Posted: October 02nd 2020
by Erin Ketteridge
By Erin Ketteridge
At the wake, there was a window in the corner of the room. Sunshine has never been as bright as it was through that window, leaves have never shimmered the same. It was as if you could open it and step out onto the air, safe and gentle, and no one would see you leave. There were birds flying around the branches, twittering and diving. Sometimes they would look in, and I like to think they were you just checking in. I wrote a note for you on your flowers. I wanted you to know that when I passed my driving test, I’d still be thinking of the promise I made to take you painting.

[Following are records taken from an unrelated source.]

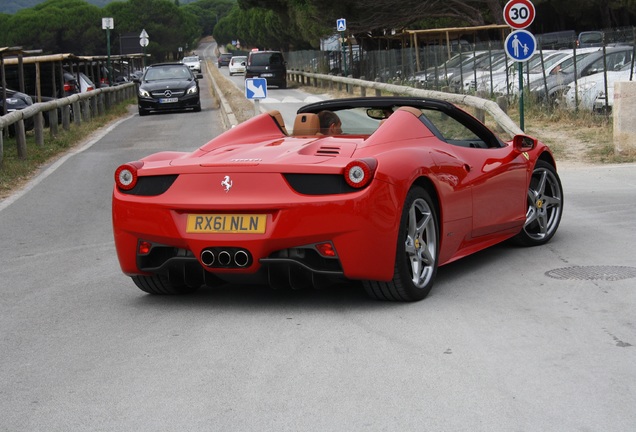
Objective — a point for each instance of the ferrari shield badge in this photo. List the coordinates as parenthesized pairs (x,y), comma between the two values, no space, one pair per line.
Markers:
(227,183)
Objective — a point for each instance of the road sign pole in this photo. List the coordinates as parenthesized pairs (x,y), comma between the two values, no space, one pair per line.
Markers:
(344,53)
(110,74)
(521,116)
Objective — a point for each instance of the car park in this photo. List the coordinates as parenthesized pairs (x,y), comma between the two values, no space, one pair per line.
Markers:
(193,62)
(15,101)
(168,86)
(407,185)
(586,91)
(590,39)
(224,59)
(237,65)
(605,59)
(270,65)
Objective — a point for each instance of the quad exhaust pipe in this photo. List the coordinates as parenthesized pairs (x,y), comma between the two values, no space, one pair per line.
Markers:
(225,257)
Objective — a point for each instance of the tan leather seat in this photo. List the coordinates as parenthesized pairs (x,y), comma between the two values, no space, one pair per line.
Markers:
(276,115)
(306,124)
(416,112)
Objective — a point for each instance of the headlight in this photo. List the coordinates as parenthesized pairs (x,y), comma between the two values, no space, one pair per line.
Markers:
(585,87)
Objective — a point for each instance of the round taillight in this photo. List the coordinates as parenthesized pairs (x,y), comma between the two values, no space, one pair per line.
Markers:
(126,175)
(358,173)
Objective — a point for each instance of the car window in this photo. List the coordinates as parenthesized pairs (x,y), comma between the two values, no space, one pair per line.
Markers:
(172,72)
(451,130)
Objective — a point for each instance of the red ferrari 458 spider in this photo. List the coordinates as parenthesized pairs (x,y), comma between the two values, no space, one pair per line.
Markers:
(407,185)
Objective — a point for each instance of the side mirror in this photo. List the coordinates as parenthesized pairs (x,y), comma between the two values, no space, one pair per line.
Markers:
(523,143)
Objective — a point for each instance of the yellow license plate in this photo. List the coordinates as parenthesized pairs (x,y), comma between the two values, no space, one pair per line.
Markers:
(226,223)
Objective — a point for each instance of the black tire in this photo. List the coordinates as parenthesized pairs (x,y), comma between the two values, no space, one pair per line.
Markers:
(161,285)
(545,206)
(417,252)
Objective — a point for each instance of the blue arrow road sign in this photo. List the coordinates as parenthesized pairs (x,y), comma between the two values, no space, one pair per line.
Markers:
(520,45)
(255,88)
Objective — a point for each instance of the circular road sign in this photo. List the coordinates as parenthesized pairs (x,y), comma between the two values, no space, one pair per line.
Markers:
(520,45)
(519,14)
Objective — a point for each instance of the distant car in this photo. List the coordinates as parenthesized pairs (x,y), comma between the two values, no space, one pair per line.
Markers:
(237,65)
(585,93)
(16,101)
(408,185)
(270,65)
(610,59)
(590,39)
(224,59)
(168,86)
(192,62)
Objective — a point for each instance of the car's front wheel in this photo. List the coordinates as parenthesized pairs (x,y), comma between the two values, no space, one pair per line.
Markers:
(545,206)
(417,252)
(159,284)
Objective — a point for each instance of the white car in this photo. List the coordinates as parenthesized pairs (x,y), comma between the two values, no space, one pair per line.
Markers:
(237,64)
(192,62)
(619,76)
(589,88)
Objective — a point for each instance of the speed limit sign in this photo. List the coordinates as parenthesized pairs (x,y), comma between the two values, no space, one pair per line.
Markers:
(519,14)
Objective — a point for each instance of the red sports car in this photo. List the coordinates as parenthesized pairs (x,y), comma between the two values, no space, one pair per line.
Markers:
(406,185)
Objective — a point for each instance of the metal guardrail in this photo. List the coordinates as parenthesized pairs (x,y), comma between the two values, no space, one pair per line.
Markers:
(74,109)
(479,104)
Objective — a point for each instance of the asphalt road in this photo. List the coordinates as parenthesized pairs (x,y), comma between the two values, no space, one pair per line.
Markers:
(510,339)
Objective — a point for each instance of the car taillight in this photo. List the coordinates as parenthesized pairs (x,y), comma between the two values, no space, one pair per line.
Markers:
(358,173)
(126,175)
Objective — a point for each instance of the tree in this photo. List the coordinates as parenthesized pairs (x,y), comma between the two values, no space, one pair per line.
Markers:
(169,26)
(72,26)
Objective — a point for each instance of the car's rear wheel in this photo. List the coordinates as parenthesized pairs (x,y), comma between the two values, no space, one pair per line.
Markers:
(545,206)
(417,252)
(159,284)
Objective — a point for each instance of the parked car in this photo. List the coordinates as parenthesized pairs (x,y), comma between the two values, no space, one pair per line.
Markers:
(237,64)
(408,186)
(15,101)
(453,67)
(224,59)
(168,86)
(610,59)
(589,90)
(270,65)
(193,62)
(590,39)
(553,63)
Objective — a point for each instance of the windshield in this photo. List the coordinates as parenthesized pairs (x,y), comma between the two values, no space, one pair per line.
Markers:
(547,62)
(568,65)
(167,72)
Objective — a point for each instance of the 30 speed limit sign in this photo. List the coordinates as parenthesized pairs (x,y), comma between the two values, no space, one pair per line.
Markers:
(519,14)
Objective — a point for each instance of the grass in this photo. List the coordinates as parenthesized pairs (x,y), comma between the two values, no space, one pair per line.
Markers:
(15,172)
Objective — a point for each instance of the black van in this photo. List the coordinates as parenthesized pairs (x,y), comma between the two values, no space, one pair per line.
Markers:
(269,65)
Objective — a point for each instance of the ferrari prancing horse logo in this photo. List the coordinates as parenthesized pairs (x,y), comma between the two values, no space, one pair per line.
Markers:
(227,183)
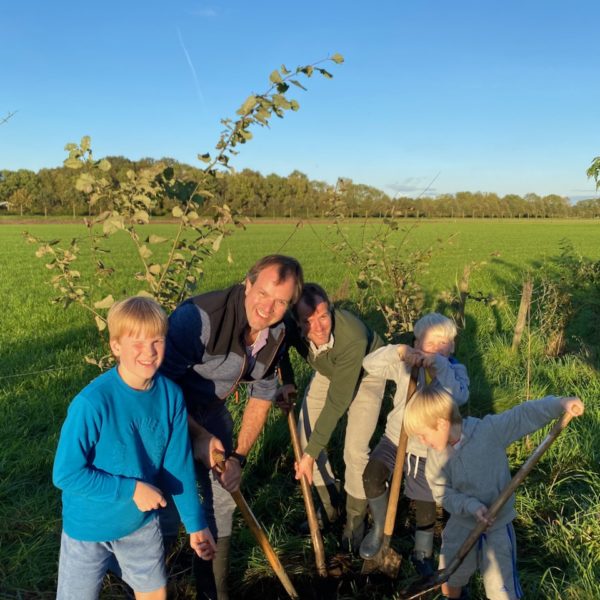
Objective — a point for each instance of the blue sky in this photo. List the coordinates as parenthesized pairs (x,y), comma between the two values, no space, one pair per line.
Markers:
(495,96)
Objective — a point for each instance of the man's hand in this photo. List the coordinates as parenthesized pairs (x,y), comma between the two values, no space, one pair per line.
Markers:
(286,397)
(203,544)
(147,497)
(305,467)
(229,474)
(482,516)
(204,446)
(573,406)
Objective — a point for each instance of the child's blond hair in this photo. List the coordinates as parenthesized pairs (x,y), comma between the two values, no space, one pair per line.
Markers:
(436,323)
(136,315)
(427,406)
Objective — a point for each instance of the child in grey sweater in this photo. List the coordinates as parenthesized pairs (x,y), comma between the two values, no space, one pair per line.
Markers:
(432,353)
(467,469)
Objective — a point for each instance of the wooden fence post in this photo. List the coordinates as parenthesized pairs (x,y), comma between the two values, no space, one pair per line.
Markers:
(523,310)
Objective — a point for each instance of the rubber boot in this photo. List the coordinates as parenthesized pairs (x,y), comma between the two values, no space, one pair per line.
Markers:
(204,578)
(354,529)
(221,567)
(422,556)
(371,545)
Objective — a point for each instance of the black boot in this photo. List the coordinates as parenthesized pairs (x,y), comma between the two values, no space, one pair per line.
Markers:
(221,567)
(354,529)
(371,544)
(206,588)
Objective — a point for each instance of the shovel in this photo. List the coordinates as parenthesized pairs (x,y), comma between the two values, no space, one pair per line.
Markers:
(387,560)
(311,515)
(437,579)
(259,534)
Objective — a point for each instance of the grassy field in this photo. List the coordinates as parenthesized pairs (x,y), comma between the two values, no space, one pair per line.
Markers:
(42,367)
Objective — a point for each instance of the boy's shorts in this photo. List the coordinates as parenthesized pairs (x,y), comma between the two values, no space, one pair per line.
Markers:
(140,557)
(415,483)
(494,554)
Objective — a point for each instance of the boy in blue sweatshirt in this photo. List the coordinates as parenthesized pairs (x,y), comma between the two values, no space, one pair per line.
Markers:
(467,470)
(123,448)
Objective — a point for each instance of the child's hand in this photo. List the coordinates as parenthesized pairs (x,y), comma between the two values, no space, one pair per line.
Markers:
(305,467)
(482,516)
(204,446)
(428,361)
(573,405)
(403,350)
(147,497)
(410,356)
(203,544)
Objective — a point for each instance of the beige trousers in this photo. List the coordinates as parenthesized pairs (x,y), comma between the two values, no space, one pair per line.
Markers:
(362,420)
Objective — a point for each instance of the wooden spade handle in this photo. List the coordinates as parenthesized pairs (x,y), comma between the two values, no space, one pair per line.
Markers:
(507,493)
(311,515)
(260,535)
(390,515)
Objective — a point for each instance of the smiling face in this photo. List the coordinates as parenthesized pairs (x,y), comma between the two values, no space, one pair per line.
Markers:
(139,356)
(267,299)
(315,324)
(434,342)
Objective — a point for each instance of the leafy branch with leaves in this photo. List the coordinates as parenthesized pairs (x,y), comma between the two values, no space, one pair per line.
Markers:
(129,205)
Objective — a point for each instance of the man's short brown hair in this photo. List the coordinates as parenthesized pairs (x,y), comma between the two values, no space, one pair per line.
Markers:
(287,267)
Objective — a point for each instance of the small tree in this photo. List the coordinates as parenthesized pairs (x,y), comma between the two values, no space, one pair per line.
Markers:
(130,205)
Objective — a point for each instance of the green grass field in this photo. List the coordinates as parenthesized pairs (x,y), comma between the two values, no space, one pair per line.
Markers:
(42,348)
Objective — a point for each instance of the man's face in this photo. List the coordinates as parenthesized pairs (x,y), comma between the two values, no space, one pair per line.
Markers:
(139,356)
(267,298)
(315,325)
(434,342)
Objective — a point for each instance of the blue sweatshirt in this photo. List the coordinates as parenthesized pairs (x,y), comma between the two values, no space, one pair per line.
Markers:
(114,436)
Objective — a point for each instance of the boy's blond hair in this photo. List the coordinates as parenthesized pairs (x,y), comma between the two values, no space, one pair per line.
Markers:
(427,406)
(136,315)
(437,323)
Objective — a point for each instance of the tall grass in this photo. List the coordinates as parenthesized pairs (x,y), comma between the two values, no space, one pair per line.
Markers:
(42,368)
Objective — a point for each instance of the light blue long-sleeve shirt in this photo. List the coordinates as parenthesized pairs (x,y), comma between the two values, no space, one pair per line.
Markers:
(114,436)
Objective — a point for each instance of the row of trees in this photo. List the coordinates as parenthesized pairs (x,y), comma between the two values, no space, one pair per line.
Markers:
(53,191)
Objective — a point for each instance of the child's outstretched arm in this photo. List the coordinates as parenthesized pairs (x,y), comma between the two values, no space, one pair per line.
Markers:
(388,362)
(148,497)
(203,543)
(572,405)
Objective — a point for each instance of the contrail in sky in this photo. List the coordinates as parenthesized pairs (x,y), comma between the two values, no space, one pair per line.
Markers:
(192,69)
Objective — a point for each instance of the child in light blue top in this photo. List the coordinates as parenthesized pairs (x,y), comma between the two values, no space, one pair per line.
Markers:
(123,448)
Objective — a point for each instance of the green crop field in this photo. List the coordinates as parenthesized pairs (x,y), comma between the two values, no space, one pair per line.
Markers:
(42,349)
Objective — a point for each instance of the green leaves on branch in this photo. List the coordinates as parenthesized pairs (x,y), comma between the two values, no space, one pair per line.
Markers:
(258,109)
(126,206)
(594,171)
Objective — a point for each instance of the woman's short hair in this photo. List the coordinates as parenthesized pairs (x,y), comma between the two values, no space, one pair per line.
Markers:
(427,406)
(312,294)
(136,315)
(435,323)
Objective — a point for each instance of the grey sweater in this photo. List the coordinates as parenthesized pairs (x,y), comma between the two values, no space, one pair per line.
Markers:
(472,475)
(450,376)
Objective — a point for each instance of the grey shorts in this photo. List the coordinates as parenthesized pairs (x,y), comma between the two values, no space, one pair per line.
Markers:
(494,555)
(415,483)
(140,558)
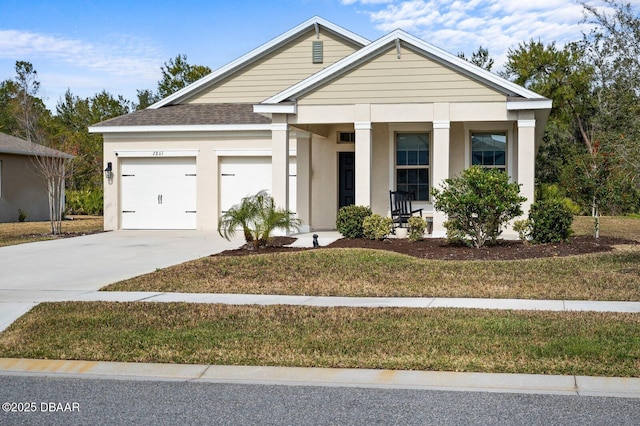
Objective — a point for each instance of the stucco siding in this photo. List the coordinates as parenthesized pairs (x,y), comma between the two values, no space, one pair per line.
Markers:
(410,79)
(22,188)
(276,71)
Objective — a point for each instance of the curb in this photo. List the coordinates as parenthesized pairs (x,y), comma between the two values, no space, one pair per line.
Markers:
(334,377)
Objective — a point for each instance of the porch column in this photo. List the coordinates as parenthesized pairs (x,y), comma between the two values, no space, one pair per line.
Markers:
(280,164)
(440,169)
(526,160)
(363,163)
(303,180)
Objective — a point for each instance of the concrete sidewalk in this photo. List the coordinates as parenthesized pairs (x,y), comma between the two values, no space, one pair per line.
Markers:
(75,269)
(365,302)
(342,377)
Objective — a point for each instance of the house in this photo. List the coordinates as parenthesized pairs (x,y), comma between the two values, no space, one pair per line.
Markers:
(321,118)
(22,186)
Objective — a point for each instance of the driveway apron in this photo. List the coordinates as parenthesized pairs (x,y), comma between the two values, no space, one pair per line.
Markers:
(65,268)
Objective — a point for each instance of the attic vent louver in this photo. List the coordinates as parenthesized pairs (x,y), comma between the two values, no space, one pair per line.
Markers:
(316,52)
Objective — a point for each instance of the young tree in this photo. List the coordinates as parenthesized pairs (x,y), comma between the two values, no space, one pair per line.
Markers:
(73,117)
(258,217)
(613,47)
(480,58)
(178,73)
(54,167)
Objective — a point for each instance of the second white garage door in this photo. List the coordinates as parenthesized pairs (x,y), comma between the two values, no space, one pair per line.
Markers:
(158,193)
(243,176)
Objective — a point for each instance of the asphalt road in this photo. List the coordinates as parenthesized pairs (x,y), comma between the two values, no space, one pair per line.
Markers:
(71,401)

The day we went back to Holkham was too warm for February. We were wearing raincoats, but there was no rain. The sun was beaming, and there was a little girl with her Grandad. Here were our footsteps on the boardwalk, the burnt gold through the trees. Here is the step to the brow of the hill, the forehead of the beach, breath-taking every time. Here is a world which holds so many people, so tenderly. Mum got down to the beach, got to walking in the muddy sand, amongst the shock of copper and pink, before the tears started to fall. It poured, like we needed raincoats after all.
I could have written you a love letter on that beach, about everything that’s happened since you left. But I took a picture instead, and brought it back to your studio. I used your oil paints, I hope you don’t mind. And I played with the French man on the windowsill even though you told me not to. I even played some jazz for you. Because wherever you are, you’re still listening in.